Marie Victoire Pauline Adrienne de Folliot de Crenneville (1766–1845) was an Austrian courtier. She was the royal governess (Aia) of Marie Louise, Empress of the French. She had a great deal of influence over the Austrian affairs of state due to her connections in circa 1792-1806.

==Life==
She was born to French nobleman François Méderic Folliot de Crenneville (1735-1802) and his wife, Anne Pierrette Charlotte du Poutet (b. 1746). She married three times. First to the French Baron François Charles de Poutet (1743-1790), who was also her cousin. Secondly to the Austrian Count Franz de Paula Karl von Colloredo-Walsee (1736-1806). She married for the third time in 1816 to Charles Eugene, Prince of Lambesc, last surviving member of the House of Guise, cadet branch of the House of Lorraine. She divorced Lambesc in 1817.

She was appointed to the office of Imperial governess to the emperor's eldest daughter Marie Louise, in succession to Countess von Würben und Freudenthal. She was a friend of the State Minister, Thugut, who recommended her to the position. Marie Louise became very devoted to her, and her daughter Victoire de Poutet became the playmate and life long correspondent of Marie Louise from 1799 onward.

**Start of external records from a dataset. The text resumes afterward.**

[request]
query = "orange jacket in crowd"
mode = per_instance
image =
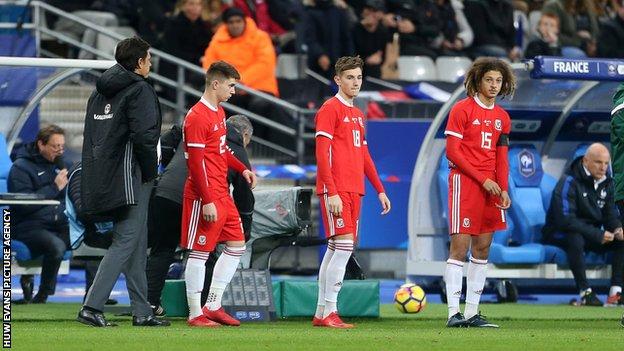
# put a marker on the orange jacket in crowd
(252, 54)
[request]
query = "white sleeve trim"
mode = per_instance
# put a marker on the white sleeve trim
(455, 134)
(325, 134)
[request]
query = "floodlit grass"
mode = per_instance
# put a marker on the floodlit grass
(523, 327)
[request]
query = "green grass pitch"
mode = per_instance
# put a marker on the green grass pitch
(523, 327)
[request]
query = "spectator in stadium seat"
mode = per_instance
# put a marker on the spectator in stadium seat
(263, 11)
(611, 39)
(547, 42)
(582, 217)
(493, 24)
(250, 50)
(119, 165)
(371, 37)
(456, 31)
(578, 26)
(186, 36)
(418, 24)
(43, 229)
(327, 35)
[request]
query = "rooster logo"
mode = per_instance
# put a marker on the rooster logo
(527, 163)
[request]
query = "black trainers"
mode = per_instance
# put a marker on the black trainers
(456, 321)
(590, 298)
(479, 321)
(150, 321)
(93, 318)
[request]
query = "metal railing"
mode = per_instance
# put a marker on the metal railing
(180, 84)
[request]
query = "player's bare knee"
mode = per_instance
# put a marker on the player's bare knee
(343, 237)
(235, 243)
(480, 253)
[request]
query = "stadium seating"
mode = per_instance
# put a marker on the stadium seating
(452, 68)
(417, 68)
(290, 66)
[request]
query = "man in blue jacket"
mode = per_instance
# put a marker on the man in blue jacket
(43, 229)
(583, 217)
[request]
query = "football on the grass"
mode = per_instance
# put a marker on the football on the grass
(410, 298)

Crenneville reportedly aided Colloredo in having minister Schloisnig removed from his position, and getting Thugut in to the cabinet. After the fall of Schloisnig, Colloredo came in a position of power, with state affairs now influenced by "a camarilla of ladies" consisting of the Empress, her mother, and Crenneville, who were referred to by Talleyrand as "the sovereigns of Vienna." The Imperial court and government came to be divided in the view on Napoleon by the Peace Party consisting of Manfredini, Ligne, Thugut and Archduke Charles; and the War Party consisting of Cobenzel, Colloredo, the Empress and Victoire de Folliot de Crenneville. Napoleon referred to her as "the intriguing countess".

When Napoleon attacked and occupied Vienna in 1805, the Emperor and Empress fled to Olmütz with their youngest daughter Leopoldine, while the rest of the imperial children were evacuated to Budapest and then to Galicia under the supervision of Victoire de Folliot de Crenneville. The same year, however, came the fall of Colloredo, and she lost her position in parallel with her spouse. They were both banished to their estates. Marie Louise was allowed to correspond with her after her dismissal.